Tout ainsi convenu, je me retirai de la cour ; les confréries de la Sainte-Mort, introduites par le bargello, ne tardèrent pas y entrer avec lui. Hyeronimo, après avoir écouté leurs exhortations au repentir et leurs offres de prières, leur répondit, avec reconnaissance, que le seul service qu’il eût à implorer d’eux, c’était la visite et les consolations du frère Hilario, qu’à lui il se confesserait, mais à aucun autre, et que s’ils voulaient son salut dans l’autre vie, c’était le seul moyen de le décider au repentir de ses fautes et à l’acceptation de son supplice.

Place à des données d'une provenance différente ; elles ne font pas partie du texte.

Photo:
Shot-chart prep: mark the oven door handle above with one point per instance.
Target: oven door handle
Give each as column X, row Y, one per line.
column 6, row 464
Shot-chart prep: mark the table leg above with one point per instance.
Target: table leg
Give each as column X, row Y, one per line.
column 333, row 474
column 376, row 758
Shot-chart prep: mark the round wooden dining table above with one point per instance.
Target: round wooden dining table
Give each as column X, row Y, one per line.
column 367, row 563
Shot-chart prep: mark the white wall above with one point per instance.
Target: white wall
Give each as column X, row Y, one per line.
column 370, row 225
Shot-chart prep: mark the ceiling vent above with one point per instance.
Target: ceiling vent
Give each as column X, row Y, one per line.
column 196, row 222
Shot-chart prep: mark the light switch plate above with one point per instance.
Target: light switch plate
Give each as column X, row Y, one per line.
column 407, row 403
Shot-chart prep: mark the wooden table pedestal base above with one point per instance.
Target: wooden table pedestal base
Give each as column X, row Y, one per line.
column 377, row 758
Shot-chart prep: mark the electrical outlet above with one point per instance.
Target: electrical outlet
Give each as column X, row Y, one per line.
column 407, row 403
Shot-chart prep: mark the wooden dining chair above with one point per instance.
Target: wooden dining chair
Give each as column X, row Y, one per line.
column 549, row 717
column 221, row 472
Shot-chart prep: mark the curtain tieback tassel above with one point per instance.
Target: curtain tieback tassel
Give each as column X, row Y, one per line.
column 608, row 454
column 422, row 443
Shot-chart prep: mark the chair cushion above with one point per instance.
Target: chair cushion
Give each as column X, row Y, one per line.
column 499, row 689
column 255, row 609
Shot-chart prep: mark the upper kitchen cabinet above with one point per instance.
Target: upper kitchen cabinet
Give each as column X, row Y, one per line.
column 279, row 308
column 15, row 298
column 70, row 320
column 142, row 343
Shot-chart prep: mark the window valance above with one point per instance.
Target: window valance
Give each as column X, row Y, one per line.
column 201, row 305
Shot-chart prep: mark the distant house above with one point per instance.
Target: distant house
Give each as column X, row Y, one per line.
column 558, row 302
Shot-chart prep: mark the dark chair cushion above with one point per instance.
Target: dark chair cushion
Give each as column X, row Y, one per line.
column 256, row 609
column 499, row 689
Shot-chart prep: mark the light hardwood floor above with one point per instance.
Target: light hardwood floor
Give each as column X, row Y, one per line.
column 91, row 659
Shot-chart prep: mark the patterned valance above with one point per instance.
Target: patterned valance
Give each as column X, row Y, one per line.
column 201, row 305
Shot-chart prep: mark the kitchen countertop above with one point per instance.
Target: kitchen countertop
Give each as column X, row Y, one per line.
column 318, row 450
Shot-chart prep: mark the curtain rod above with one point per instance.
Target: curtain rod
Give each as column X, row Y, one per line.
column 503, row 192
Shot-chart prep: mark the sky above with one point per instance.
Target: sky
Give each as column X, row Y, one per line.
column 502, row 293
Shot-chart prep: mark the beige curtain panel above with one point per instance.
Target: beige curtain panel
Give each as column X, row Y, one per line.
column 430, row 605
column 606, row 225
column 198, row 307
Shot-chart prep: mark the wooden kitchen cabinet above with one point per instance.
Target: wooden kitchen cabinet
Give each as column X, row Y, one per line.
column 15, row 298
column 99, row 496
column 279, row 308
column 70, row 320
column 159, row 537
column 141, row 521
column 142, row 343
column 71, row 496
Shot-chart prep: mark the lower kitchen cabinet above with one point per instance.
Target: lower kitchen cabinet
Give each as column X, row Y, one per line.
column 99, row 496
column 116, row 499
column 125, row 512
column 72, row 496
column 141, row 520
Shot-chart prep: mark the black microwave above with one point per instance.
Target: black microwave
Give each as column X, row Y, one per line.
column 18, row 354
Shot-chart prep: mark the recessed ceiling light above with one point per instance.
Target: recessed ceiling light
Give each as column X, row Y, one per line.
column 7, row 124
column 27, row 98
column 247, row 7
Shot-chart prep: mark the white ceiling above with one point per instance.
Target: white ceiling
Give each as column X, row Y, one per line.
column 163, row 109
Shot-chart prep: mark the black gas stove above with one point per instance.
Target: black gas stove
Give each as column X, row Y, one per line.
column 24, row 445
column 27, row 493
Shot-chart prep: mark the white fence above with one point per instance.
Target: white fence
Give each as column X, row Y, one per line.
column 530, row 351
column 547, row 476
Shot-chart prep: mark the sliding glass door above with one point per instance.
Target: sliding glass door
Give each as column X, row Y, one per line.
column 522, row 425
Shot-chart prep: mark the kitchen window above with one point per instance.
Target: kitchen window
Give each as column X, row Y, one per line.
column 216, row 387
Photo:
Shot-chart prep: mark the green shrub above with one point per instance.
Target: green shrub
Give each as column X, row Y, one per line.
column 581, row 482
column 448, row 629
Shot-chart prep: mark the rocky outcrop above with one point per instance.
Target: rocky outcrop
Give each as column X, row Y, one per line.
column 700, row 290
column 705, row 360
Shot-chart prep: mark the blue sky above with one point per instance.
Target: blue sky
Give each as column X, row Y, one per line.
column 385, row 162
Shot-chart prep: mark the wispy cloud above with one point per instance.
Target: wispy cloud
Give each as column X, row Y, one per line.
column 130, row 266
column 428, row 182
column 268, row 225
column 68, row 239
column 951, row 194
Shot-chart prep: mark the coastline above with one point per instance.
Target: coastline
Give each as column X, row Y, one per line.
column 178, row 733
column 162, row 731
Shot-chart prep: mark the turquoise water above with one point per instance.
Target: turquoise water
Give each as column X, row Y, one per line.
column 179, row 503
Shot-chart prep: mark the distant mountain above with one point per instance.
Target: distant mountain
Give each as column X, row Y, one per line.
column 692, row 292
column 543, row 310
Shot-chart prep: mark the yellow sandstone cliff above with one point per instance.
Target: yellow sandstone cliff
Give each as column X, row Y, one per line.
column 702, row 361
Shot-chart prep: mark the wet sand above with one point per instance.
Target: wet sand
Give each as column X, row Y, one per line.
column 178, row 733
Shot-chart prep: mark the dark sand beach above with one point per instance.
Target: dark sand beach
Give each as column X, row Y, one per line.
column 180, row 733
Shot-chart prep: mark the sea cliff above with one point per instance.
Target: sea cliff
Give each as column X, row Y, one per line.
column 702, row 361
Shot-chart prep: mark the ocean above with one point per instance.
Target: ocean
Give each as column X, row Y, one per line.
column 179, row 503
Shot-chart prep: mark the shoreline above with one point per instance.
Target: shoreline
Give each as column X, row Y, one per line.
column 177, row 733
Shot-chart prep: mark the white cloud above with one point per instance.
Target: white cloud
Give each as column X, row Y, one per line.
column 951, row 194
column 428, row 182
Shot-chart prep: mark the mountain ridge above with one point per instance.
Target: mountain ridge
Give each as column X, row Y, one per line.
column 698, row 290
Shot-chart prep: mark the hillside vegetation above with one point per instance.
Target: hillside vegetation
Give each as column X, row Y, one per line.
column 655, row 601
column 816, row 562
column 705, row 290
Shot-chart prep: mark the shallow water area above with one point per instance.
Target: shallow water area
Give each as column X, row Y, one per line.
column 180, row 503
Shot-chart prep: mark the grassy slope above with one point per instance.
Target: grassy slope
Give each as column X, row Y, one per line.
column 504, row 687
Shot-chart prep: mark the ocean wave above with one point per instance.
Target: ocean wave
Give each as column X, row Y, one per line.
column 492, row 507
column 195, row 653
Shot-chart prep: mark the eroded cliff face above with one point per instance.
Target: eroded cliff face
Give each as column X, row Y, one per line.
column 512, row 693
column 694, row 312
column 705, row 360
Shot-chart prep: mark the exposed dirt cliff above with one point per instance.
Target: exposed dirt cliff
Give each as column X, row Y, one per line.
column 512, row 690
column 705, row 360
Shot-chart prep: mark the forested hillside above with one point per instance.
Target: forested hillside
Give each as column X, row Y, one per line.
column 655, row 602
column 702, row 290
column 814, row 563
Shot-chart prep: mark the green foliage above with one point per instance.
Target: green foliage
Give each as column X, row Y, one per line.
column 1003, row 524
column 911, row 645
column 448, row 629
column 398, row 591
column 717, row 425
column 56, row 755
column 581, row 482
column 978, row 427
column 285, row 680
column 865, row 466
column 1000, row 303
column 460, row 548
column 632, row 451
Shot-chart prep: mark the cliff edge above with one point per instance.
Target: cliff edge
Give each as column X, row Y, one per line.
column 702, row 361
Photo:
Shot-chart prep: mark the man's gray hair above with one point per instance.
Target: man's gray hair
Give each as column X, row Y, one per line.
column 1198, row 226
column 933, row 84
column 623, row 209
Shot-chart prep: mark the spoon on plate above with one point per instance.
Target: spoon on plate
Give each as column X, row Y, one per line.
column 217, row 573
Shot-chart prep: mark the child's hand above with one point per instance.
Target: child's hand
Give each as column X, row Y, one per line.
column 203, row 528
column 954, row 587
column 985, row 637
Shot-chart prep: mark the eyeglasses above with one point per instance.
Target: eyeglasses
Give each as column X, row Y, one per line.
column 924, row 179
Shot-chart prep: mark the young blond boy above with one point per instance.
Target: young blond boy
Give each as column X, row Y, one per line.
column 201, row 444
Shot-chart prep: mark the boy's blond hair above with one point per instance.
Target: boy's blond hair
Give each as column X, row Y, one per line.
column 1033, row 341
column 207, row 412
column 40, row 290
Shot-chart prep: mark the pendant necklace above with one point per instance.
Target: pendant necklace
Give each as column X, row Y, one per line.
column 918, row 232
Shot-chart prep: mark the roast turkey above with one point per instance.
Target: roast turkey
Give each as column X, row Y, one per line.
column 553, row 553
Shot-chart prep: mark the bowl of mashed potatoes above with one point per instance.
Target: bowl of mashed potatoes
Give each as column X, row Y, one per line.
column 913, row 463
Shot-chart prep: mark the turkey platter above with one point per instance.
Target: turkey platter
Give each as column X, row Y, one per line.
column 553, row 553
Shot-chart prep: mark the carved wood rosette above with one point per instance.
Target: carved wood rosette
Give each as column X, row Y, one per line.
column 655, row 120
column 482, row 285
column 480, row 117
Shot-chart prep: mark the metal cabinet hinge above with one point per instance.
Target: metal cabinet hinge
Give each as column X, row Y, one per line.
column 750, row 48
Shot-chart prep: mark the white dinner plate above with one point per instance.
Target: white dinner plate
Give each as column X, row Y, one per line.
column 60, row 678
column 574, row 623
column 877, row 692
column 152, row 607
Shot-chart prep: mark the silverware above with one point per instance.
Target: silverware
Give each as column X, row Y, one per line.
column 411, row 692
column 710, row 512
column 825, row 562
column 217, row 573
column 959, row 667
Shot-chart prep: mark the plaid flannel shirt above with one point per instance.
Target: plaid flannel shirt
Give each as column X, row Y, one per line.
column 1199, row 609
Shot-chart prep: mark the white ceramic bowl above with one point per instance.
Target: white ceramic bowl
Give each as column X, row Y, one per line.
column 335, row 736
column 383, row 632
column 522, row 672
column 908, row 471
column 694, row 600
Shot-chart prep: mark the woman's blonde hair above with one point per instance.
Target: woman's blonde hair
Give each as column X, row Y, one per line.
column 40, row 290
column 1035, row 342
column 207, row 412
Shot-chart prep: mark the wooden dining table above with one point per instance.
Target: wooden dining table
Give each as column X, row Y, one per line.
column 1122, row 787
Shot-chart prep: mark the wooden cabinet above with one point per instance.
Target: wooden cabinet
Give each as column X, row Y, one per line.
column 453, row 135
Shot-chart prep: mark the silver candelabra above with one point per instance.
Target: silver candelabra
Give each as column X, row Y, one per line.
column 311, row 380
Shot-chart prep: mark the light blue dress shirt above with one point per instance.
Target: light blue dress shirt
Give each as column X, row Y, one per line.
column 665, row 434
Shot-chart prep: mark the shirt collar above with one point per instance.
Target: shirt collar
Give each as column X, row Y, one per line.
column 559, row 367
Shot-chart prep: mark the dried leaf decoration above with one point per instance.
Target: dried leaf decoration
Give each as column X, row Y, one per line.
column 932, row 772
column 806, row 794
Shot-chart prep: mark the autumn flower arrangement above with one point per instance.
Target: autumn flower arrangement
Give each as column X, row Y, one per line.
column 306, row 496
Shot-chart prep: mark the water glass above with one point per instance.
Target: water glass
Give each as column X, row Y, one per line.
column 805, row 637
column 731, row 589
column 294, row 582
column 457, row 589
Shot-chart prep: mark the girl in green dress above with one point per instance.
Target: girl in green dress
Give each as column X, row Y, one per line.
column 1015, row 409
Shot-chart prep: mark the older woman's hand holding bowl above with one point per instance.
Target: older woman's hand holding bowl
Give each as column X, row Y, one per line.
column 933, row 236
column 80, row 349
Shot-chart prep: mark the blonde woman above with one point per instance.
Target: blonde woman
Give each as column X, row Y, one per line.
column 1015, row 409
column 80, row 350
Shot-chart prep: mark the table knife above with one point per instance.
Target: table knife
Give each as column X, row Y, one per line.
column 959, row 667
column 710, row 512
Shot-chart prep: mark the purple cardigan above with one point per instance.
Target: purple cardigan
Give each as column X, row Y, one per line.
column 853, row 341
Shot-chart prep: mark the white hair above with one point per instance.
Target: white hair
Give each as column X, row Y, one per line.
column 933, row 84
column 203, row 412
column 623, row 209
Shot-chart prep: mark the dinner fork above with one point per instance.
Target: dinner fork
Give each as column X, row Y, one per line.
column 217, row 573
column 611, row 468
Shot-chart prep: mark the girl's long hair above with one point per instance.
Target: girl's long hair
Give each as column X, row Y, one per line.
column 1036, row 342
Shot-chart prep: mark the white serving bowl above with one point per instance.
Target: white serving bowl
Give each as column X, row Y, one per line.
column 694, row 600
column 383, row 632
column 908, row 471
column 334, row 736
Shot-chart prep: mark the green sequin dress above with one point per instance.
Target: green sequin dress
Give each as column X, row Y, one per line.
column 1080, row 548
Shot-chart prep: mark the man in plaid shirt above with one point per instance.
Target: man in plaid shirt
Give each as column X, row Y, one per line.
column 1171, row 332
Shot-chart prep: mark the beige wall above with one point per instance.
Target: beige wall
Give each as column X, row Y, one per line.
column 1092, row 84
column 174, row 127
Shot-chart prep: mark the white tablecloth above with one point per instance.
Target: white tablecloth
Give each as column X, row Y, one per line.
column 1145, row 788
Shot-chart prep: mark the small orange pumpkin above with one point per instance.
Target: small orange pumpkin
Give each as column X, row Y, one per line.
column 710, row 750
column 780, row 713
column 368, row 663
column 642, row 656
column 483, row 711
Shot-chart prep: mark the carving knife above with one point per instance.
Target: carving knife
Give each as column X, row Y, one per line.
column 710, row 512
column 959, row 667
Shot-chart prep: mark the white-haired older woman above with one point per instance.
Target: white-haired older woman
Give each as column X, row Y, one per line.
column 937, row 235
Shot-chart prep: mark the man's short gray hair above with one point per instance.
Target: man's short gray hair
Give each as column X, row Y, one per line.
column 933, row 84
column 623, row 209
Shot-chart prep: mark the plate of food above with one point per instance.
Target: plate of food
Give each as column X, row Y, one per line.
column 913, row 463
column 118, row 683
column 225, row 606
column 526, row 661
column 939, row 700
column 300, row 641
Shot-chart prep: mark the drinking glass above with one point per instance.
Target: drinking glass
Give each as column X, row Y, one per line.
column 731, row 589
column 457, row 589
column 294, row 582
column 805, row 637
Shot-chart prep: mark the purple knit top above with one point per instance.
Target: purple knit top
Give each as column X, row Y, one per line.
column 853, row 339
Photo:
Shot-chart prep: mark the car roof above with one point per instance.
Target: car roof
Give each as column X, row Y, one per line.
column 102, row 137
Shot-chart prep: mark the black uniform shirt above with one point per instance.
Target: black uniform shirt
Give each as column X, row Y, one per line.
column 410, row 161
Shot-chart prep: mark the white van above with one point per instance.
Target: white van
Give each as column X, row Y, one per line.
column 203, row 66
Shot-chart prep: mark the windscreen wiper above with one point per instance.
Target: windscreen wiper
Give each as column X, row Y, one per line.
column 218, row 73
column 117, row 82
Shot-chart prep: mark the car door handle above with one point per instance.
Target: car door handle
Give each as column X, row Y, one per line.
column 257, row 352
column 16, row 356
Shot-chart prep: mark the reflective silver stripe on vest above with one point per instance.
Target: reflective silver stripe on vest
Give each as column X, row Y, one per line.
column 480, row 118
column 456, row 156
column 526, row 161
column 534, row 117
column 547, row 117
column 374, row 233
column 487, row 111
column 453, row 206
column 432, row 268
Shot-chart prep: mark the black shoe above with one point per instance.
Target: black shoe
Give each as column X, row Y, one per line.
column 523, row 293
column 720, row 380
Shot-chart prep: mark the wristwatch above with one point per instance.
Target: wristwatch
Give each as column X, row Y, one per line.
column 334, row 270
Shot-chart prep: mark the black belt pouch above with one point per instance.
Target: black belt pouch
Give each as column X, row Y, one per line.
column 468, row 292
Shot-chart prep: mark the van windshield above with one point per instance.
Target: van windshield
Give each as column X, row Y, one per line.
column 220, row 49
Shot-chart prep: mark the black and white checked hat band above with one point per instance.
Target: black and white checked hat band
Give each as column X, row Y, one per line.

Ils lui promirent d’envoyer un messager au monastère pour demander au supérieur de faire descendre le vieux camadule et de l’autoriser à demeurer dans un autre couvent de la ville, ou même dans la prison, jusqu’au jour de la mort du meurtrier des sbires.

CCXXVII

Le lendemain, avant le soleil levé, on frappa à la porte de la prison, c’était le frère Hilario ; le bargello l’introduissit dans la cour et dans le cachot d’Hyeronimo, et les laissa seuls ensemble dans la chapelle.

J’avais eu soin de ne pas me montrer, de peur qu’une exclamation du bon frère quêteur ne révélât involontairement ma ruse et ma personne au bargello. Quand je redescendis de ma tour dans le préau pour mon service, Hyeronimo avait eu le temps de prévenir le moine de ma présence.

— Je le savais, lui dit notre saint ami, la zampogne que j’avais entendue au sommet de la tour de la prison m’avait révélé la présence de Fior d’Aliza derrière ces grilles ; seulement j’ignorais par quel artifice la pauvre innocente avait pu s’introduire si près de toi. Rassure-toi, avait-il ajouté, je ne serai pas plus dur que la Providence, je ne séparerai pas avant la mort ceux qu’elle a réunis ; je ne ferais rien connaître au bargello ni à sa femme de votre secret ; il est peut-être dans les desseins de cette Providence.

Après avoir parlé ainsi et prié un moment avec Hyeronimo dans l’oratoire, le saint prêtre en sortit, et, me rencontrant sous le cloître, il me donna son chapelet à baiser, et il me le colla fortement sur les lèvres comme pour me dire : Silence !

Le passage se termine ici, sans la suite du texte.